GAI began by looking into the personal financial benefits that accrued to the past several secretaries of Commerce – how they benefited their own interests through department decisions. But GAI found that China has learned how to tap into the department for its own benefit. They have been doing it for years, across several different administrations, among Democrats and Republicans alike.

Let’s start with President Biden’s choice, current incumbent Gina Raimondo. Raimondo, the former governor of Rhode Island, has a background in finance, having founded venture capital firm Point Judith Capital in 2000. She is worth roughly $10 million, based on her financial disclosure and as reported by Forbes. Andrew Moffit, Raimondo’s husband, became “Chief People Officer” for a software company called PathAI that applies artificial intelligence and machine learning to medical diagnostics.

In February of this year, Moffit exercised his PathAI stock options and left his full-time job with the company. Instead, he became its “strategic adviser,” thus deepening his financial ties to the firm while creating the appearance of distance between his role with the company and his wife’s duties as Commerce secretary.

Artificial intelligence is the focus of the Commerce Department’s Bureau of Industry and Security because it often has direct military applications, making it sensitive to US national security. Possible restrictions include the sharing of AI technology with foreign employees, an area in which Moffit could well be responsible as “Chief People Officer.” In 2019, US-based venture capital firm Danhua Capital Management (doing business as DHVC) participated in a $60 million fundraising round for PathAI. DHVC not only has holdings in sensitive technology sectors, but also has ties to a Chinese state-owned entity. Therefore, DHVC’s relationship with PathAI could raise conflict-of-interest and/or national security concerns,” according to GAI’s report.

Raimondo’s department also loosened restrictions on Huawei, the Chinese telecom giant the Trump administration leveled sanctions on because of the company’s ties to the Chinese government and particularly its military.
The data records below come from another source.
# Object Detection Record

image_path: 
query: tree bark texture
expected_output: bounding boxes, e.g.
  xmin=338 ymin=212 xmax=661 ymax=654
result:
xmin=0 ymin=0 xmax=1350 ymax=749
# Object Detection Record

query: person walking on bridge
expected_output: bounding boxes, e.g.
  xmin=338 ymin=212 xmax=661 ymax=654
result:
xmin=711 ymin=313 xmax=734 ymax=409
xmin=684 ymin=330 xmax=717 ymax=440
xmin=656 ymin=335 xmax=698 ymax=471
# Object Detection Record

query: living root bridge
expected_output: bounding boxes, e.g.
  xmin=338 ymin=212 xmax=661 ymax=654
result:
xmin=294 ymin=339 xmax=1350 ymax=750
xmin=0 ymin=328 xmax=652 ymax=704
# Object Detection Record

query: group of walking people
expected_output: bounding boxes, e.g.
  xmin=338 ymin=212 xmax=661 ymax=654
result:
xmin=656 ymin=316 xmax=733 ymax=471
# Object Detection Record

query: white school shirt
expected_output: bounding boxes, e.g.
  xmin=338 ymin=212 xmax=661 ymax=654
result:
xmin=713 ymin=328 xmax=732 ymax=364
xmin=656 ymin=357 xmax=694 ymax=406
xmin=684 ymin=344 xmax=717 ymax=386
The company’s founder, Ren Zhengfei, is a party loyalist who urged his workers to “surge forward, killing as you go, to blaze us a trail of blood,” in their efforts to sell Huawei products to the West. Huawei, Peter points out, has been identified as a security threat by the governments of Japan, Taiwan, France, Great Britain, the US, Australia, and Germany, among others.

Raimondo’s predecessor during the Trump administration was Wilbur Ross. Ross was a successful businessman with huge commercial ties to China. He had shipping companies that had major Chinese investment. In fact, Trump criticized him for being too soft on China while Ross ran the department.

Donald Trump’s ambassador to China was former Iowa governor Terry Branstad. The connections of Branstad’s sons really show the systemic levels of influence China has built up in Washington. His son, Eric Branstad, worked during the Trump administration at (guess where?) the Commerce Department, as an adviser to then-Secretary Ross. Branstad’s youngest son, Marcus, was a longtime lobbyist for the American Chemistry Council which, despite its name, actually lobbies for Chinese chemical companies, opposing some of Trump’s restrictions and trade agreements.

Peter reports that when Eric Branstad left the Commerce Department, he went to work as a lobbyist for a Chinese telecom firm immediately after restrictions against that firm were lifted by the Commerce Department. “He actually goes over to China after he leaves Commerce and meets with Chinese officials and he brags about his access to the White House, and he makes good money there.”

Before him, President Obama’s Commerce Secretary was Penny Pritzker. She is the heir to the Hyatt Hotel fortune, but also has extensive commercial ties of her own to the Chinese, as the report also details.

The point of all this, as the report makes clear, is the concept of “elite capture.” This is an explicit strategy on the part of the Chinese to forge connections to the levers of power in the US. Whether Hunter Biden is indicted over his own Chinese deals or not, the problem is greater, deeper, and far more lasting.